MLB Lamb returns to his hometown to play for the Mariners

Last month, on August 6, Seattle baseball player and major Jake Lamb made his debut as the third baseman and defensive player for the Seattle Mariners.

With the support of his family and a large portion of Seattle cheering him on, he said, “You shocked me in that first game. It was awesome!”

The Lamb family has been sporting the Queen Anne for over 50 years.

Jake’s father John was raised in Queen Anne and chose to stay in the neighborhood with his wife Dion and their four children: Dan, Jake, Megan and Dylan Lamb. Growing up in Queen Anne, Jake played Little League and other sports.

Ed Artis, a Queen Anne resident and naval superintendent who trained young men from elementary school through college, recalls training the Lambs. He trained two generations of Lamb boys in Saint Anne: John and his siblings, Pat, Tom, and Jake and his siblings.

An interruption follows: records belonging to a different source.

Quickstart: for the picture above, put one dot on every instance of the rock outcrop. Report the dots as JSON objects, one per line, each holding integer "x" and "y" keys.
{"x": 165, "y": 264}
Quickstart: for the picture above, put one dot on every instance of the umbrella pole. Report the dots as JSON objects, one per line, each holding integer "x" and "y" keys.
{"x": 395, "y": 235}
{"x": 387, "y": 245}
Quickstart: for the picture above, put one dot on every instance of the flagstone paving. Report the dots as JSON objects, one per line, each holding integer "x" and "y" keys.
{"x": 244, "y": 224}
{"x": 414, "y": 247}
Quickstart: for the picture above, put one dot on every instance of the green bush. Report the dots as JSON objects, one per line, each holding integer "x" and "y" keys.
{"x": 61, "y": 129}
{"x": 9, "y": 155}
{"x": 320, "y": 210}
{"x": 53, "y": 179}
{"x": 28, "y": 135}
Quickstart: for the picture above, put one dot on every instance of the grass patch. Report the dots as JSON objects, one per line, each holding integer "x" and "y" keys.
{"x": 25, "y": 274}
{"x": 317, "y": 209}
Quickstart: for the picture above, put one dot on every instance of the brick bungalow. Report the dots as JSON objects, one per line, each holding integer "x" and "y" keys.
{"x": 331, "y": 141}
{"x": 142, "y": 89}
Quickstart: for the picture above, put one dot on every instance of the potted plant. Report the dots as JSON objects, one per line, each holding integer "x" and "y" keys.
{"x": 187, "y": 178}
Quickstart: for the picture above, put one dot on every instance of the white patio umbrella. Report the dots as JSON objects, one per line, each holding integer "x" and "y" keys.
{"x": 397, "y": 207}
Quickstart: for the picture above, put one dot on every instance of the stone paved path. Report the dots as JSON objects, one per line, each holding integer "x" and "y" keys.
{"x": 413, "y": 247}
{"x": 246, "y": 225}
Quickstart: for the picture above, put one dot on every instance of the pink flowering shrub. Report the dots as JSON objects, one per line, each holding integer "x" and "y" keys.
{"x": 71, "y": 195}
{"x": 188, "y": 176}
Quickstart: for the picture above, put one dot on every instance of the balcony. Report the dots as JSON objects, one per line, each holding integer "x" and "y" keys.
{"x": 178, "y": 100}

Artis said that younger ages are for making memories that young people will take with them for a lifetime. At this age, he said, children should learn how to play and develop their love for the game.

“At the age of 10, anyone can be anything,” Artis said. “If you have love and want to do it, and your family’s character and support, you can do things other people can’t.”

Artis said he wasn’t surprised by Jake Lamb’s arrival in the major leagues. He described Lamb as a very good young player who was distinguished by his focus and ability to coach.

“His father is the real reason behind his existence,” he added.

Jake remembers his father’s training and attending several games.

“I was lucky because he always said yes,” Lamb said. “He was always there. Dad never said no.”

Like his son, John Lamb played for the Queen Anne Little League, and when he became a father, he coached his children’s teams. He’s coached everything from Tee-ball and Little League to soccer and basketball, and played more matches than he can remember.

“I will not exchange it for the world,” he said. “It was the best time.”

In addition to his father, Jake also learned from notable coaches in the area, including Ray Atkinson, head coach of Lincoln High School, who also runs the Atkinson Baseball Academy. Jake is remembered as “a very talented player with a very mature leadership.”

Atkinson said 12-year-old Jake wasn’t the strongest or the fastest but he had the mentality that he was going to be a key player in the league and a nice swing on his left hand.

“We love to have these right-handed players who hit on the left,” Atkinson said. “It’s special.”

This puts Jake in the company of some of baseball’s greatest players who have also made left and right throws: Ted Williams, T Cobb, Yuji Berra, and former navigator Ichiro Suzuki.

Until high school, Lamb was always one of the youngest players, but that never stopped him.

“I always played just for fun,” he said. “I really believe that children should do all sports for as long as possible. It helps to grow and become more athletic.”

In his case, this was true. During Lamb’s junior year in high school, he finally hits a growth spurt.

The lean young man that Atkinson coached grew into a 6-foot-3-inch player who won a scholarship to the University of Washington.

It was amazing,” Jake Lamb said. “We played every day.”

The Husky baseball was a Lamb’s dream come true.

While he was playing for UW, his dreams got bigger and he started thinking, “I could enlist.”

This led to pressure, but Lamb said he knew he needed to keep his focus in the game and just play.

Three years into college baseball, he was drafted by the Arizona Diamondbacks in the sixth round and was an All-Star in 2017. Since then, he’s married his high school sweetheart, Hannah, and has played for the Oakland Athletics, Chicago White Sox and Toronto Blue Jays and Los Angeles Dodgers.

This year has been really great,” said Jake Lamb.

For the first time since 2014, he has returned to playing AAA baseball.

“It was where I needed to get darker and play every day.”

Then the Dodgers summoned him.

“We were winning matches and living on the beach,” he said. “I thought life couldn’t get any better than this.”

Then I did. When he was told he had been traded with the sailors, he called his parents and told them, “I’m going home!”

It’s been a whirlwind of activity ever since. Jake and his wife packed the house and the dog and headed home to Seattle.

“We’ve had a lot of texts and emails,” Deonne Lamb said. “We’re so excited to have Jake in the house!”

And after all the games she’s attended for her four children over the years, she still looks forward to more.

“It’s fun,” she said. “We’ll be able to watch more games!”